Im Theater arbeite ich gerade an einem sehr spannenden Duo Projekt mit der wunderbaren Kollegin Inbal Lori. Es heißt THE LOOPHOLE und wir sind im Herbst ein wenig damit unterwegs. Gerade habe ich ein großes Projekt im öffentlichen Raum mit dem Theater Titanick beendet. Die Performance heißt BUILDING und da durfte ich mal in künstlerischer Leitungsposition agieren. Im Winter bin ich wieder im Krystallpalast Varieté zu sehen und Anfang nächsten Jahres mache ich ein Stück in Augsburg. Direkt vor dem MOMENTA Festival spiele und unterrichte ich auf dem Improfestival Karlsruhe...
Und natürlich läuft meine Hörspielserie für Kinder „Figarinos Fahrradladen“ auch noch mit einer neuen Episode pro Woche. Im Radio auf MDR Tweens oder aber als Podcast.
Ich weiß, das klingt nach vielen Baustellen und eher stressig, aber genau so liebe ich es...
Ahoi: ich kenne Dich auch als herausragenden Musikanten. Wie sieht es denn mit Deinen Projekten in diesem Segment aus?
Raschid Daniel Sidgi: Im Moment bin ich tatsächlich relativ wenig live als Musiker unterwegs. Hier und da ein Jam, oder ein Gig mit Friends. Im Studio bastele ich gerade mal wieder an einer neuen Veröffentlichung als SIDIQUE mit dem Arbeitstitel „The Ancestors Diaries Vol. Two“ und wünsche mir, noch in diesem Jahr rauszukommen. Wenn es auf dem Gebiet Neuigkeiten gibt, sag ich auf jeden Fall bescheid.

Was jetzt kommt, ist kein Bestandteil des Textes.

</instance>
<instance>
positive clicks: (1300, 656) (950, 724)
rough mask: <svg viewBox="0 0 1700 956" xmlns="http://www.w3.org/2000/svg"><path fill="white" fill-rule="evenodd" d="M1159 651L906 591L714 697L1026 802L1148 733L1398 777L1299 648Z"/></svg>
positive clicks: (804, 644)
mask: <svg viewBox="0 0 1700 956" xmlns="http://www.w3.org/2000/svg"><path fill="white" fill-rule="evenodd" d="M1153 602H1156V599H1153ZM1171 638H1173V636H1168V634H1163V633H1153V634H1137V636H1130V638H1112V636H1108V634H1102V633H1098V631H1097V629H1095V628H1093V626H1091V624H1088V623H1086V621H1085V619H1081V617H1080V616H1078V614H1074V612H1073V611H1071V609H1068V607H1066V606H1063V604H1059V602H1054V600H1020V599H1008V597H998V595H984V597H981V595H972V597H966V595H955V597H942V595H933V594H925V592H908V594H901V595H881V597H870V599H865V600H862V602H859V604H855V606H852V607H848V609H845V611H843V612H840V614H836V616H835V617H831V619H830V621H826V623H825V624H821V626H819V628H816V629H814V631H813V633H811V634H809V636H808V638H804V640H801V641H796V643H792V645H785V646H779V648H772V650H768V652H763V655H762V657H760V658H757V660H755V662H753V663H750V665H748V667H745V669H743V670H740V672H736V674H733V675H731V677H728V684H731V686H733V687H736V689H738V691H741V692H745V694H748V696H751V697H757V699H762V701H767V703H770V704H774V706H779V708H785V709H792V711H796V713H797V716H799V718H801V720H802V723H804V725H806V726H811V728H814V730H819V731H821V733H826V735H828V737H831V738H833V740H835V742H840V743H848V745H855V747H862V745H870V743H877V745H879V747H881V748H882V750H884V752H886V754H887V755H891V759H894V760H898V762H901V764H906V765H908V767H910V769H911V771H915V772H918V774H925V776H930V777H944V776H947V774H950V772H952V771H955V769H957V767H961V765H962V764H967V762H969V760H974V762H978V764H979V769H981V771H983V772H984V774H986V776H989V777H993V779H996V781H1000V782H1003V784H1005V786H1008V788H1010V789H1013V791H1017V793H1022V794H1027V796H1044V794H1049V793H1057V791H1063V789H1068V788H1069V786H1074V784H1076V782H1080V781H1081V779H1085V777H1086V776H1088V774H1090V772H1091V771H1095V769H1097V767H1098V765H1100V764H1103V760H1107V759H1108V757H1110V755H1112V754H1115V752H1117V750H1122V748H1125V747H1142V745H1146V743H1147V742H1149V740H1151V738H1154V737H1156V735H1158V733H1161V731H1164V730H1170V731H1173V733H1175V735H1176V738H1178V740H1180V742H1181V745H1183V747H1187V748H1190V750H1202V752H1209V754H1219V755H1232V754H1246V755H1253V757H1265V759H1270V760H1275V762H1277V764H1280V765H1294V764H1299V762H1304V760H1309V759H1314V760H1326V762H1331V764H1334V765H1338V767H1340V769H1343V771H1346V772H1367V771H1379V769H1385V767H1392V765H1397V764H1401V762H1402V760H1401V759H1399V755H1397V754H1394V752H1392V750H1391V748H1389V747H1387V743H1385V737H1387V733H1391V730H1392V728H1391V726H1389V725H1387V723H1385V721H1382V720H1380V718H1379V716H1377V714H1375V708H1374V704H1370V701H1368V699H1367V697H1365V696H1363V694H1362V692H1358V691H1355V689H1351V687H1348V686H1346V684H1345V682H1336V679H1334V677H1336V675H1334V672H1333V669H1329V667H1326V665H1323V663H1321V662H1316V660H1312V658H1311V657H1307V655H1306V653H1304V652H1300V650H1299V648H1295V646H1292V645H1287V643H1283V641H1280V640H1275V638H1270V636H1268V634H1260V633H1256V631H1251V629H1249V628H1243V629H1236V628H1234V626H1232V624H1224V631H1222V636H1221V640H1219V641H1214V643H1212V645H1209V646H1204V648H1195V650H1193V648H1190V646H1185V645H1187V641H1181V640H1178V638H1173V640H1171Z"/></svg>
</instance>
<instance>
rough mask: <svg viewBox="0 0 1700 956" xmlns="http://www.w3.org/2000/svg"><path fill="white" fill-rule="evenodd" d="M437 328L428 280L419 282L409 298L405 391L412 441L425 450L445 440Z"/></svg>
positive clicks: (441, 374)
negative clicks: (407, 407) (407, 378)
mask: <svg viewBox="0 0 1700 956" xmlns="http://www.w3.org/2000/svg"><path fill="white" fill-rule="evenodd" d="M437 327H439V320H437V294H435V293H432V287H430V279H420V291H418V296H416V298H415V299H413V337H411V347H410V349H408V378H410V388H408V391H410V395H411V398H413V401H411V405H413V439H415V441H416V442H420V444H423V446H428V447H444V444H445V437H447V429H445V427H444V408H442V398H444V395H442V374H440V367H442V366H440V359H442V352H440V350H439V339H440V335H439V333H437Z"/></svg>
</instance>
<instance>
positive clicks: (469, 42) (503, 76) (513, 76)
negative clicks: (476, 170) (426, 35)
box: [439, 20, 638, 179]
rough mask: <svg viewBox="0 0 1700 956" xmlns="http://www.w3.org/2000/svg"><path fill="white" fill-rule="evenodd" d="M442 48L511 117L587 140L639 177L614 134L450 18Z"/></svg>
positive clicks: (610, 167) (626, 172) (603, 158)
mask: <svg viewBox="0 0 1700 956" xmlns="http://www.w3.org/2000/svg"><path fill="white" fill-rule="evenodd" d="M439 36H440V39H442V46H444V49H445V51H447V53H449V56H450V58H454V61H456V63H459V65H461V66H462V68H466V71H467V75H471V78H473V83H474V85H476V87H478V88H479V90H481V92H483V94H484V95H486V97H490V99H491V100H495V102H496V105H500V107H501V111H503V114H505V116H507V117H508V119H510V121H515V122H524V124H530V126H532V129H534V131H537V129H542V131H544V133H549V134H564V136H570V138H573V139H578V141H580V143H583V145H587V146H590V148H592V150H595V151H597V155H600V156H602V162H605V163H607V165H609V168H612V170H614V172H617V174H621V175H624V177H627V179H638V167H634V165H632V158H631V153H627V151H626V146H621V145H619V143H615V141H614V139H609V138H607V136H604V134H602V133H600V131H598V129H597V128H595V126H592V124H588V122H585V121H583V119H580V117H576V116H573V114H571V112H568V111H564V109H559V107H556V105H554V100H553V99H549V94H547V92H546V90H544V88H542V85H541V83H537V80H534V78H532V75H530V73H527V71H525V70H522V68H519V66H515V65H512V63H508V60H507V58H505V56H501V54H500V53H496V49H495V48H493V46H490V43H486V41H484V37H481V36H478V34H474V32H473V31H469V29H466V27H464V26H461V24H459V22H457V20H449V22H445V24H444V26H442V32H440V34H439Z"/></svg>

Meine langjährige Band SCHWARZKAFFEE wird übrigens demnächst ein Abschiedskonzert Anfang nächsten Jahres ankündigen.
Ahoi: Zurück zur MOMENTA23. Am abschließenden Samstag gibt es einen ImproJAM. Was ist das denn ganz konkret und wer ist alles mit im Boot?
Raschid Daniel Sidgi: Okay, der ImproJAM ist bei der MOMENTA traditionell die Abschlussshow. Diese Show hat sich in den letzten Jahren zu so etwas wie einer Kultveranstaltung gemausert. Alle unsere Gäste plus fünf weitere Spieler – also mindestens zehn Spieler - sind auf der Bühne. Mindestens zehn schreibe ich, weil eigentlich alles passieren kann und auch schon einige spielwütige Kollegen mehr auf die Bühne gesprungen sind. Das Showprinzip des Abends ist: Es gibt kein Prinzip. Songs, Szenen, auf der Bühne erfundene Improspiele, wildes Sprachengewirr, großes Drama, Synchronstottern von Zootieren, Trinkspiele, gespielte Massenschlägereien, Bauchschmerzen vor Lachen und Tränen der Rührung... Das ist alles auf dem ImproJAM schon passiert. Eigentlich ist das kein Improtheaterabend sondern eher ein Happening des Improvisierens. Ein einmaliger Moment eben.
Kommt und seid dabei!
Ahoi: Danke, Raschid, dass Du Dir Zeit für uns genommen hast und ganz viel Freude bei der MOMENTA23. Auf dass die Räume schwitzen mögen.
Raschid Daniel Sidgi: Sehr gern geschehen und vielen Dank an Euch zurück.